Manulife reported net income attributed to shareholders of $1.6 billion (B) in the third quarter of 2021, down 23 per cent from net income of $2.1 billion attributed in Q3 2020.

In its third quarter 2021 report to shareholders, the insurer links the decline in net income mainly to a $532 million (M) charge. This charge is related to the impact of the updated ultimate reinvestment rate assumptions issued by the Actuarial Standards Board.
 

Return, solvency and debt 

Manulife’s return on equity was 12.6 per cent in the third quarter of 2021, down from 16.4 per cent in Q3 2020.

Also in the third quarter of 2021, Manulife reported a core return on equity of 12.0 per cent. It was 11.4 per cent in Q3 2020.

The insurer’s Life Insurance Capital Adequacy Test (LICAT) ratio was 138 per cent in the third quarter of 2021 versus 155 per cent in Q3 2020.

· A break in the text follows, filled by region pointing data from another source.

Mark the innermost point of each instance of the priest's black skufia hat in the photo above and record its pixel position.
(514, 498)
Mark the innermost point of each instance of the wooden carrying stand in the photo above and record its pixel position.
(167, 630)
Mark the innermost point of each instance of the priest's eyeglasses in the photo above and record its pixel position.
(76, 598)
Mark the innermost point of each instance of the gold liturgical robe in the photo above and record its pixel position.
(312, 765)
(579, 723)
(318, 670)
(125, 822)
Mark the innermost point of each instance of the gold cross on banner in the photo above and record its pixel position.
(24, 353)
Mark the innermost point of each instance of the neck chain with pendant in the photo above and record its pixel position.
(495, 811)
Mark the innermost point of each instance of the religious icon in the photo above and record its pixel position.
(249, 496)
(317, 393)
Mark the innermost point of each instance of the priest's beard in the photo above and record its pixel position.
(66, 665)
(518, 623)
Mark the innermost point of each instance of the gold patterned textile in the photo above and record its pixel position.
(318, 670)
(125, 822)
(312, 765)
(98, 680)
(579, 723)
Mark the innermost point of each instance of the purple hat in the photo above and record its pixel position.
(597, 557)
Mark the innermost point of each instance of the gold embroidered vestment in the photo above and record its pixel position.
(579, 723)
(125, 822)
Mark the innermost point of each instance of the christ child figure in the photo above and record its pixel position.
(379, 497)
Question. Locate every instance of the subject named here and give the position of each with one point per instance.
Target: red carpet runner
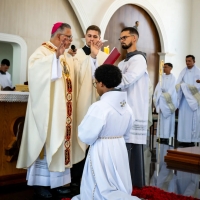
(154, 193)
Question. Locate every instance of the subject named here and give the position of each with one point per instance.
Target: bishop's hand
(61, 49)
(95, 47)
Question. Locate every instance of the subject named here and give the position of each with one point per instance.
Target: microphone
(73, 48)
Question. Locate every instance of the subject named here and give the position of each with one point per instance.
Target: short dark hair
(191, 56)
(131, 30)
(61, 28)
(109, 75)
(169, 64)
(5, 62)
(94, 28)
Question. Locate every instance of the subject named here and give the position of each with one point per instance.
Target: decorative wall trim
(19, 49)
(148, 8)
(80, 13)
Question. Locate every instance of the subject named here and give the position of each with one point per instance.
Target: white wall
(6, 52)
(33, 20)
(174, 15)
(195, 31)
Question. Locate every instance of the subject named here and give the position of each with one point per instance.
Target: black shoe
(63, 190)
(164, 141)
(43, 192)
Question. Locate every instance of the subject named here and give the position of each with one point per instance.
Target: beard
(124, 46)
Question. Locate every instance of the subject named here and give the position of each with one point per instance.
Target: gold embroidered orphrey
(68, 104)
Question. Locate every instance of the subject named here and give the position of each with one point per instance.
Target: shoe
(63, 190)
(43, 192)
(164, 140)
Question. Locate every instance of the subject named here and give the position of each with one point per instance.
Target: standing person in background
(136, 25)
(165, 101)
(135, 81)
(5, 78)
(89, 58)
(188, 90)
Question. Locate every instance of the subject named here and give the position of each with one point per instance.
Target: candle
(107, 50)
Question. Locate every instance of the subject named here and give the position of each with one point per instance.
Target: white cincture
(115, 137)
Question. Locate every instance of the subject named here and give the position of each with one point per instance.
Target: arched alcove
(19, 60)
(149, 41)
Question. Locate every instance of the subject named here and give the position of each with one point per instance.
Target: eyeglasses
(69, 37)
(95, 84)
(124, 37)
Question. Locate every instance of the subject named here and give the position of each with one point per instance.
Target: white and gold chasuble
(49, 115)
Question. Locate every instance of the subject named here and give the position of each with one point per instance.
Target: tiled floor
(156, 174)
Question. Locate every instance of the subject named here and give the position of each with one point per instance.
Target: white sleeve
(56, 69)
(136, 69)
(91, 125)
(127, 133)
(93, 65)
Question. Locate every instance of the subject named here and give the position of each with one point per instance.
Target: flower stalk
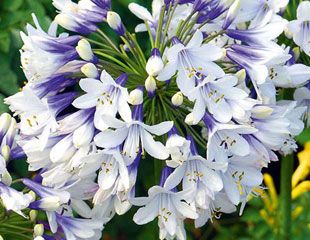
(285, 207)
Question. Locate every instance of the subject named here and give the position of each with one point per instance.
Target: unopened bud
(65, 21)
(136, 97)
(189, 120)
(5, 152)
(33, 214)
(90, 70)
(33, 195)
(241, 75)
(177, 99)
(155, 63)
(296, 51)
(5, 121)
(84, 50)
(115, 22)
(49, 203)
(38, 230)
(150, 84)
(39, 238)
(6, 178)
(262, 112)
(231, 14)
(288, 33)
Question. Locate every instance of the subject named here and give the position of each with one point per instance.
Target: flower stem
(285, 207)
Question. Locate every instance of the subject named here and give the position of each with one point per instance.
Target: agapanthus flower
(208, 92)
(300, 28)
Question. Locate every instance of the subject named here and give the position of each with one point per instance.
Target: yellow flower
(303, 169)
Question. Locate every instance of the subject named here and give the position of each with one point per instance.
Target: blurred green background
(15, 14)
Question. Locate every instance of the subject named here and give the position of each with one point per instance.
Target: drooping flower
(190, 64)
(133, 134)
(300, 28)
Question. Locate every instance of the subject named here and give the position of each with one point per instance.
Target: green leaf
(5, 42)
(36, 7)
(304, 137)
(3, 107)
(12, 5)
(9, 84)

The financial leverage ratio was 25.5 percent in the third quarter of 2021, compared with 26.7 percent in Q3 2020. 

Core earnings  

Manulife's core earnings were $1.5 billion in the third quarter of 2021, up 10 per cent from Q3 2020. The insurer links the increase partly to recognition of core investment gains during the quarter, along with higher fee income in the Global Wealth and Asset Management segment. This segment benefited from the favorable impact of the markets and net inflows. 
 

Hurricane Ida and flooding in Europe 

Among the other drivers of core earnings increases, Manulife mentions higher new business gains, growth in in-force business in Canada and Asia, and favourable policyholder experience in Canada. 

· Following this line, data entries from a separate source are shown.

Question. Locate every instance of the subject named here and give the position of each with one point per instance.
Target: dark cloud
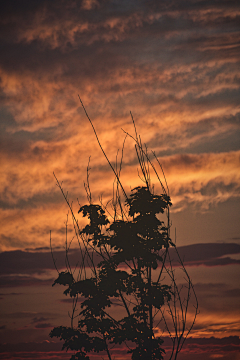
(43, 326)
(24, 262)
(19, 280)
(207, 254)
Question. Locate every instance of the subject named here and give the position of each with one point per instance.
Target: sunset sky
(175, 66)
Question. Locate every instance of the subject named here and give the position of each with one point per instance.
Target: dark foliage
(132, 249)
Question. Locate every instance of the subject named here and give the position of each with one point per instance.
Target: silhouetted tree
(125, 261)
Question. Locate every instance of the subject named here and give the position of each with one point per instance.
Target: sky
(175, 66)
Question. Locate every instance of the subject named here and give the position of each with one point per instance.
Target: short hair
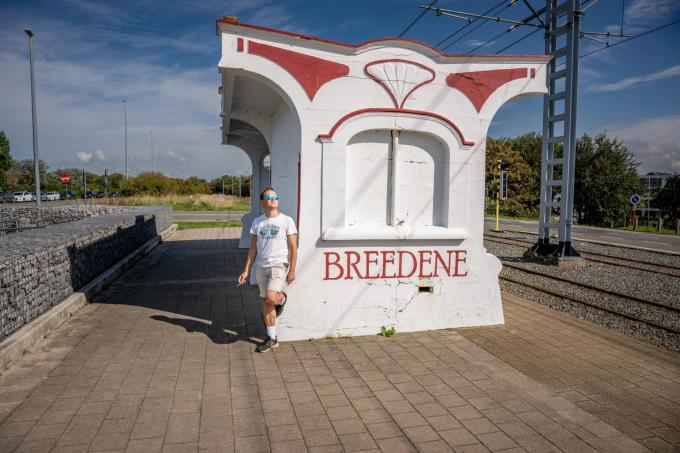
(266, 189)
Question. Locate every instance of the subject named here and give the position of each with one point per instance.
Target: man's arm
(292, 258)
(252, 253)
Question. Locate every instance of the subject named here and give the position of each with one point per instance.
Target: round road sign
(635, 199)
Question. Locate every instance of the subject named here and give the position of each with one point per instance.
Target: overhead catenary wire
(420, 16)
(475, 28)
(489, 11)
(631, 38)
(531, 33)
(494, 38)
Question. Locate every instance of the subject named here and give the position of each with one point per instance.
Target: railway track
(656, 268)
(651, 318)
(658, 315)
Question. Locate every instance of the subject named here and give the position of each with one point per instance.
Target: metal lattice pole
(562, 19)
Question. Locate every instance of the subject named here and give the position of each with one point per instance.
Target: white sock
(271, 332)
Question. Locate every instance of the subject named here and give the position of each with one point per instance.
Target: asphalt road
(661, 242)
(207, 216)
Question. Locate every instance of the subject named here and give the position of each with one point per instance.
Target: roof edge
(231, 21)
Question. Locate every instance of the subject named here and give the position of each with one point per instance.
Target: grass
(647, 229)
(214, 202)
(193, 225)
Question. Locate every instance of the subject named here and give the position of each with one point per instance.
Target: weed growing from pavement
(385, 332)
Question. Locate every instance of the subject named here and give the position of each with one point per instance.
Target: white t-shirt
(272, 239)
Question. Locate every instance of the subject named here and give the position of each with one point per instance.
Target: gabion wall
(39, 268)
(20, 214)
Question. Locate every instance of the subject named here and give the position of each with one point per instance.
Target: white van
(22, 196)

Despite these positive factors, Manulife's core earnings were offset by a $152 million charge in its P&C reinsurance business. Manulife explained that this charge was for estimated losses related to Hurricane Ida and European floods, along with unfavourable policyholder experience in Asia and the United States. 

Net loss in Canada 

In Canada, Manulife posted a net loss attributed to shareholders of $26 million in the third quarter of 2021, down sharply from a net profit of $291 million in Q3 2020. 
 

In Asia, Manulife generated net income of $822 million in the third quarter of 2021, a 26 per cent increase over Q3 2020. 

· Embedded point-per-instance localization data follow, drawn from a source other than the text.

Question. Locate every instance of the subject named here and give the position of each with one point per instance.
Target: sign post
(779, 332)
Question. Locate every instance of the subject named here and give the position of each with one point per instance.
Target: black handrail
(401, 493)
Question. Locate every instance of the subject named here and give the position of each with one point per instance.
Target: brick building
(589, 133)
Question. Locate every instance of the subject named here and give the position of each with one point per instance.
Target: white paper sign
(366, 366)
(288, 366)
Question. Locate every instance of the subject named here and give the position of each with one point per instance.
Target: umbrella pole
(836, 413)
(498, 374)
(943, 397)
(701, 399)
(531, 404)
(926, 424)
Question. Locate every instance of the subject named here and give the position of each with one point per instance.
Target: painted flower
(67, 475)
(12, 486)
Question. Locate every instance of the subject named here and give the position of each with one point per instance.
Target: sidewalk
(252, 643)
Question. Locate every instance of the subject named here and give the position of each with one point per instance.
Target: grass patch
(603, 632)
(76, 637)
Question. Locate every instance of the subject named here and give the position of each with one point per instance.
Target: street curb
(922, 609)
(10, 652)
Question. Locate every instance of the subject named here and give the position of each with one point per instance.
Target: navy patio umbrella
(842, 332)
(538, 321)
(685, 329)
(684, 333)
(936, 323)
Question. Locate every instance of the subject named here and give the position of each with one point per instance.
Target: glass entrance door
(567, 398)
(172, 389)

In the U.S., Manulife's net income slid by 22 per cent in the third quarter of 2021, versus Q3 2020, to $697 million. 

Global Wealth and Asset Management’s net income was $351 million in the third quarter of 2021, up 14 per cent from Q3 2020.

Favourable technical results 

Manulife says its $26 million net loss in Canada comprises items excluded from core earnings, which represented a net charge of $337 million in the third quarter of 2021, compared with a net profit of $12 million in Q3 2020. 
 


Core earnings in Canada were $311 million in the third quarter of 2021, 11 per cent higher than the $279 million in Q3 2020.

Manulife attributed the increase to favourable policyholder experience in the individual insurance sub-sector, higher in-force earnings from retail insurance products, and the non-recurrence of a number of smaller unfavourable experience-related items in Q3 2020. 

In Canada, investment-related experience excluded from core earnings was $62 million in the third quarter of 2021, compared with $81 million in Q3, equal to a 23 per cent decline. 

Globally, Manulife's investment-related experience excluded from core earnings was $700 million in the third quarter of 2021, versus $147 million in Q3 2020. 
 

Real estate investment returns decline in Canada 

After updating its investment return assumptions, Manulife added a post-tax gain of $168 million to the net income attributed to shareholders in the third quarter of 2021. This gain was the result of an update to corporate bond default rates to reflect recent experience, the insurer explains. “The Company reduced default assumptions for certain credit ratings in Canada, the U.S., and Japan,” the third quarter 2021 report states.

However, Manulife has had to lower its assumptions about real estate investment returns in Canada. “The impact of changes in actuarial methods and assumptions in Canada resulted in a $65 million post-tax charge to net income attributed to shareholders,” the insurer notes.

This charge primarily results from a downward adjustment to assumptions for real estate investment returns and from refining assumptions on several reinsurance agreements in individual insurance. 

The health crisis is also forcing the insurer to revalue its assets. “As a result of COVID-19 and the associated economic environment, significant measurement uncertainty exists in determining the fair value of real estate and other invested assets,” Manulife adds. 

Digital transformation  

Manulife says it has made progress along its digital journey in the third quarter of 2021. In Canada, the insurer explained that it launched a digital process in group insurance that collects the medical evidence required to review and approve short-term absence claims from physicians. 

In Canada and the U.S., Manulife says it has implemented Microsoft's Azure Machine Learning technology. This tool allows the insurer to leverage large data sets to mine insights, drive business growth and improve the customer experience. Manulife believes the technology represents a meaningful shift toward greater cloud capabilities.